Intensive Diet Vs Knee Arthroplasty for Knee Osteoarthritis

Last updated: February 25, 2025
Sponsor: Marius Henriksen
Overall Status: Completed

Phase

N/A

Condition

Osteoarthritis

Knee Injuries

Treatment

Supervised weight loss

Surgical knee arthroplasty

Clinical Study ID

NCT05172843
APPI2-OA-2021-01
  • Ages > 18
  • All Genders

Study Summary

This study addresses this question by comparing two recommended and potentially competing strategies in the management of obese knee OA patients:

Strategy A. A 3-months waiting list followed by a 12-week Intensive supervised diet intervention; Strategy B. A 3-months waiting list followed by surgical knee arthroplasty including standard post-operative rehabilitation.

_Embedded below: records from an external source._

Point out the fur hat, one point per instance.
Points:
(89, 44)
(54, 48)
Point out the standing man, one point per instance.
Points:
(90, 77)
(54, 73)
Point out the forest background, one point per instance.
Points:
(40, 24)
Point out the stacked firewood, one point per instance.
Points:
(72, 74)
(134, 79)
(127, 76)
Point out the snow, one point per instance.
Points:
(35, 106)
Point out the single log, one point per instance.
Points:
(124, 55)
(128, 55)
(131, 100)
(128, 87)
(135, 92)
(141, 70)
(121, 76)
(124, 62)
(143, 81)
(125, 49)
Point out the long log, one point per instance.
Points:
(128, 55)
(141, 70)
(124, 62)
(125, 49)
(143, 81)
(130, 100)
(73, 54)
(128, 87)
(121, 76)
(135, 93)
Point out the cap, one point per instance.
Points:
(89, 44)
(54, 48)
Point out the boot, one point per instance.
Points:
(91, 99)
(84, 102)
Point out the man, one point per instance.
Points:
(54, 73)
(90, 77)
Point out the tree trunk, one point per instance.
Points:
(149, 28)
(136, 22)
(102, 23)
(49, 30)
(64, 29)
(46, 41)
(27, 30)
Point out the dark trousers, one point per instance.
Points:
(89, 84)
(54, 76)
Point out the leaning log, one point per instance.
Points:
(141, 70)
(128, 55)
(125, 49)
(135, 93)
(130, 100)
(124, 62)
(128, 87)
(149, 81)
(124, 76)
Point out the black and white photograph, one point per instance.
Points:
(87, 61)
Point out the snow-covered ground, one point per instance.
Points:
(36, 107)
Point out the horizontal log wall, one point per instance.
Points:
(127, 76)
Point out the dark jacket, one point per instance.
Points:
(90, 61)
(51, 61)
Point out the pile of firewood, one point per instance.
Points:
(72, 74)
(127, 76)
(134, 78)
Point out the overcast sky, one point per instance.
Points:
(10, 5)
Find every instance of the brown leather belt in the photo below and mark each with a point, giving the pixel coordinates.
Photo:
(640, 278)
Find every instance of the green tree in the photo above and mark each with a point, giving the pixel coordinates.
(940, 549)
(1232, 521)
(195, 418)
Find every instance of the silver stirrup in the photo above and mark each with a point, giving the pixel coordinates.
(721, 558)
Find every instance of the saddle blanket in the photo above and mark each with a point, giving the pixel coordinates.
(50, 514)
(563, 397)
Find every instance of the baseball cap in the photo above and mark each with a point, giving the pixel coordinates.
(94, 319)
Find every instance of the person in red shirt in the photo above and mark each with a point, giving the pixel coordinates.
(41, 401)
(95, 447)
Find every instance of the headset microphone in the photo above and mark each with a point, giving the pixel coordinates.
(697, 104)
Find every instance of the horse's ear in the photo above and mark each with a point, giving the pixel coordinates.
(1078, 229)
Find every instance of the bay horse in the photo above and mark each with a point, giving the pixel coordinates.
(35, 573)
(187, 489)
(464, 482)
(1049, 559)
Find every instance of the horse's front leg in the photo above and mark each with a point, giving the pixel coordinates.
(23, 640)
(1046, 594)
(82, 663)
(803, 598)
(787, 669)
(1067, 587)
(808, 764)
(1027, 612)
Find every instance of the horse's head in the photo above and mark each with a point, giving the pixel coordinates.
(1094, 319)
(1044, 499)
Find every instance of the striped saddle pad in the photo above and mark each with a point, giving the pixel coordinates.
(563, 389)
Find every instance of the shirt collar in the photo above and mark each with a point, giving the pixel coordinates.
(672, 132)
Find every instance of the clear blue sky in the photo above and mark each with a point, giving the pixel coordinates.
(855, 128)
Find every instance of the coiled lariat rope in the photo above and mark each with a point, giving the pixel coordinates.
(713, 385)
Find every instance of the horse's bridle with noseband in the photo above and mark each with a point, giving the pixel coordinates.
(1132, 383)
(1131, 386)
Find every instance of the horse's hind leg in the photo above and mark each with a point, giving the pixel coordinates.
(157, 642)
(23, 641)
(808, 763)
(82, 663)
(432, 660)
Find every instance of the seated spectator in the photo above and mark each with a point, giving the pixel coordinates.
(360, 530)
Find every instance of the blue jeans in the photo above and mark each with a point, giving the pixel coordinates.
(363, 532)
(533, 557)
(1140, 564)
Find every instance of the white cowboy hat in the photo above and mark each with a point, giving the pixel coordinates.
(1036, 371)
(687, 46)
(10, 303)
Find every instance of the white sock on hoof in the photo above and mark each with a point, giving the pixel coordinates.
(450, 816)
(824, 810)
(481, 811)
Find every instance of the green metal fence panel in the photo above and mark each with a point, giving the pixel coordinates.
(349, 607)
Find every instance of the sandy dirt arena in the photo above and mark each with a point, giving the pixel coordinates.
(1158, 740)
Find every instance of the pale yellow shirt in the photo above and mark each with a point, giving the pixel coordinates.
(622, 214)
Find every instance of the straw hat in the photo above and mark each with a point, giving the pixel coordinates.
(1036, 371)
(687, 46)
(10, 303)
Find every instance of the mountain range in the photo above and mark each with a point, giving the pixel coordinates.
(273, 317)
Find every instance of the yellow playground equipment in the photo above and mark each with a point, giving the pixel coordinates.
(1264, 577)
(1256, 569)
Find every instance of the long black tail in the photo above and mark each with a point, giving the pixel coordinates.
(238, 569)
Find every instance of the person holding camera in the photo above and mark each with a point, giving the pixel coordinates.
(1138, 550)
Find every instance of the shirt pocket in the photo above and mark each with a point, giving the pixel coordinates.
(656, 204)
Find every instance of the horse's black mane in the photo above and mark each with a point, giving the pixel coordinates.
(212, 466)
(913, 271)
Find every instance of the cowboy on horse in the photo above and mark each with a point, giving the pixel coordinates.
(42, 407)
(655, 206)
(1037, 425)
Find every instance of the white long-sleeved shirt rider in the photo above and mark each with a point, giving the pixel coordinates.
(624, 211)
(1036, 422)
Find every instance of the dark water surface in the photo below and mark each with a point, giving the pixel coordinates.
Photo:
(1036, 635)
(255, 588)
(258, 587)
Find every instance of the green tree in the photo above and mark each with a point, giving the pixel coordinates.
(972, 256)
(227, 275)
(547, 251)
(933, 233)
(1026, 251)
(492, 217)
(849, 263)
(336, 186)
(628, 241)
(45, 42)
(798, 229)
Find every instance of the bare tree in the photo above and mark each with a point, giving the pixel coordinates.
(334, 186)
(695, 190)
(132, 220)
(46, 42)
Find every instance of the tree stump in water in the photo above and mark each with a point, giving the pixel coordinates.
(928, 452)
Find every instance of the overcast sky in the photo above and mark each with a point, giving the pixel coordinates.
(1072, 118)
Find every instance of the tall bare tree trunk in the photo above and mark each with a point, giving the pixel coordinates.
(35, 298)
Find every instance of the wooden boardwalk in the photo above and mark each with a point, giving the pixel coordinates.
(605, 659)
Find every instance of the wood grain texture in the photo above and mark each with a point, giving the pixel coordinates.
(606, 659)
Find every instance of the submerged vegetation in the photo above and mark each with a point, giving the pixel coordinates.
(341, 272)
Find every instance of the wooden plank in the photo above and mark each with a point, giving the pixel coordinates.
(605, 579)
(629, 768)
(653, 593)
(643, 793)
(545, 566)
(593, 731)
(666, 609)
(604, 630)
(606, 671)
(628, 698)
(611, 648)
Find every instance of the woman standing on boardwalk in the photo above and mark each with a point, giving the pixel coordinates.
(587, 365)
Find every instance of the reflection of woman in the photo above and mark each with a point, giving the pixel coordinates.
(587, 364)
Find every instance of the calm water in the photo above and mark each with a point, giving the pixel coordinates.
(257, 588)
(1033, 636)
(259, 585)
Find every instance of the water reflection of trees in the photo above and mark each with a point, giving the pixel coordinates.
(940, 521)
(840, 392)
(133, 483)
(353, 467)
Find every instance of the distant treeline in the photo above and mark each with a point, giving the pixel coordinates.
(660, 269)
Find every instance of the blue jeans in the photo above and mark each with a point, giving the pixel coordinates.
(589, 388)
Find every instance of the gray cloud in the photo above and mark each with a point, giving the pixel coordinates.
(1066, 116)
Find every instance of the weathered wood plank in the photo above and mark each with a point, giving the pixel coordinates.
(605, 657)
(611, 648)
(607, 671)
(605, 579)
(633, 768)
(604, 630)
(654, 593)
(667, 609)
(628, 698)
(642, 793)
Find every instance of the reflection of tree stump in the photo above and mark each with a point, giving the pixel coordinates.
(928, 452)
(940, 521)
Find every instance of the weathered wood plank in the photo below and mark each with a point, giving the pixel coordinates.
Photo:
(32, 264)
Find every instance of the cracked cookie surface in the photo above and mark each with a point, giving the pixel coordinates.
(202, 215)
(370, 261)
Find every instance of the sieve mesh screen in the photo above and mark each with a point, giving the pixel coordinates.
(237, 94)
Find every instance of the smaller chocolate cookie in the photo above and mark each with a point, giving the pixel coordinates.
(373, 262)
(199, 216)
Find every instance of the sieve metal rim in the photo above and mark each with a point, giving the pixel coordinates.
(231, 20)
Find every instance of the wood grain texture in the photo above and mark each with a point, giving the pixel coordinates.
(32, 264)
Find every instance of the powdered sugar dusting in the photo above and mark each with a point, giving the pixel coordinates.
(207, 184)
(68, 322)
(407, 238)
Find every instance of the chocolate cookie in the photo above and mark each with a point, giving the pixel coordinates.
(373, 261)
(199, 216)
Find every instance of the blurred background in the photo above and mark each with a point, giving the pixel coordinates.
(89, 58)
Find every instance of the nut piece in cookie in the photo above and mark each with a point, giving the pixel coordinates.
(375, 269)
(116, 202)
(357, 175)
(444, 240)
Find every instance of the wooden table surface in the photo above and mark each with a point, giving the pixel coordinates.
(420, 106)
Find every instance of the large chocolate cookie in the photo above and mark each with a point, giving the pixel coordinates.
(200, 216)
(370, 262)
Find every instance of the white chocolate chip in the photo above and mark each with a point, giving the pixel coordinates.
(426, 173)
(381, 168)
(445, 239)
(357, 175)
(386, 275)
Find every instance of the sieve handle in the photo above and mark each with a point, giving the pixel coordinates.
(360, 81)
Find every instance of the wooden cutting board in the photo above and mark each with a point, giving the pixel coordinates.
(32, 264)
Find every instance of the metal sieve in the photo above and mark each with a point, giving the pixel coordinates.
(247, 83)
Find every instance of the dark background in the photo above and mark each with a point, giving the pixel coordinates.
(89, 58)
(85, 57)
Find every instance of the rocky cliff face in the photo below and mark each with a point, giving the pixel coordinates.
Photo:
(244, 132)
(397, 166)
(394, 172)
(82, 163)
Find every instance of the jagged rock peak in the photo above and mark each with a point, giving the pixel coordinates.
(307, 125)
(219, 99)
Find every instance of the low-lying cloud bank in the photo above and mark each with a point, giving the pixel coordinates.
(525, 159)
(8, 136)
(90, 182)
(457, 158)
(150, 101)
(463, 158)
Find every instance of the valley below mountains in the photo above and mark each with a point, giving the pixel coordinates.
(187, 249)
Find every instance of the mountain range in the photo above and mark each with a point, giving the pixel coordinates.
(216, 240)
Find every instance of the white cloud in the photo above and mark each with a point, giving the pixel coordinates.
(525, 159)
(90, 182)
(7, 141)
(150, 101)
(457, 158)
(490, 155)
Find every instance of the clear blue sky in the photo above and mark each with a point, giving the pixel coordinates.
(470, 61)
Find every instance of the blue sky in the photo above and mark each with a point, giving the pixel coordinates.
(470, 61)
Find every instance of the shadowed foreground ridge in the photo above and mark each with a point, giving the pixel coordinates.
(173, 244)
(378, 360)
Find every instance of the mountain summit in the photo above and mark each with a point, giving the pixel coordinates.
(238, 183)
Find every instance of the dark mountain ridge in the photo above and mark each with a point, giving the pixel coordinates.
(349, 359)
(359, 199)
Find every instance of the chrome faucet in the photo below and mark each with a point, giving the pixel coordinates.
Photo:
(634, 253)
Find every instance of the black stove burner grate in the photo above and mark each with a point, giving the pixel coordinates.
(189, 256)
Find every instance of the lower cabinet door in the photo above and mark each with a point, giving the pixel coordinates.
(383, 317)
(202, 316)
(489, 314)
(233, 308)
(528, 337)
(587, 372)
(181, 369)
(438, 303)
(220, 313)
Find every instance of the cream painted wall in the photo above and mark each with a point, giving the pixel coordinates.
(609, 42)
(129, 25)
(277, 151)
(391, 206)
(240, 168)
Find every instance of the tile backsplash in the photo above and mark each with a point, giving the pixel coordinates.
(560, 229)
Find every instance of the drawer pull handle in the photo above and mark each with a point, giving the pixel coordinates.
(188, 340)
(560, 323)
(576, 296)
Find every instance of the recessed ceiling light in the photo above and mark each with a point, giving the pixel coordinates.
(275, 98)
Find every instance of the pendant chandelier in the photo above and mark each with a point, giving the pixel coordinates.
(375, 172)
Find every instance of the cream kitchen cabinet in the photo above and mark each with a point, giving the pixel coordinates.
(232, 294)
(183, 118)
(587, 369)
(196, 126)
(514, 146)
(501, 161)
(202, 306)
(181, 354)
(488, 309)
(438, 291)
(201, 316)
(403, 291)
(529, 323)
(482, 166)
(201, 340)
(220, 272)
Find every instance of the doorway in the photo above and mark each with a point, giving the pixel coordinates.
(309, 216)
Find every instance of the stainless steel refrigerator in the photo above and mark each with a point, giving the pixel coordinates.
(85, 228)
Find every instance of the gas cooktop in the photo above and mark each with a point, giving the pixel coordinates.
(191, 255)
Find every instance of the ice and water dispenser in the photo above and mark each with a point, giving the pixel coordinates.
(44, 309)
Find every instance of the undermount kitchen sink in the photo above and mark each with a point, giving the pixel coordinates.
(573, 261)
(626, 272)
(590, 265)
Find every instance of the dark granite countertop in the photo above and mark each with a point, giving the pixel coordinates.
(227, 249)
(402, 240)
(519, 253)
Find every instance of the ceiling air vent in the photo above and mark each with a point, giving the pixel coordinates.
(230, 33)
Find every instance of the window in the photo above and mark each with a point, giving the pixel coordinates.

The primary outcome is taken at week 38 from inclusion (baseline) corresponding to 6 months after treatment start (either surgery or intensive diet program).

Outcomes are also taken at baseline, week 13 (before treatment start), week 26 (end of diet program), week 38 (primary endpoint), and week 64.

Eligibility Criteria

Inclusion

Inclusion Criteria:

  1. Age 18 or more

  2. A clinical and radiological diagnosis of knee OA

  3. BMI ≥ 30 kg/m2

  4. Motivated for weight loss as by the provided program

  5. Signed informed consent.

Exclusion

Exclusion Criteria:

  1. The scheduled surgery is for revision of an existing prosthesis

  2. Planned surgery for more than one knee within the observation period

  3. KA indication due to sequelae of fracture(s)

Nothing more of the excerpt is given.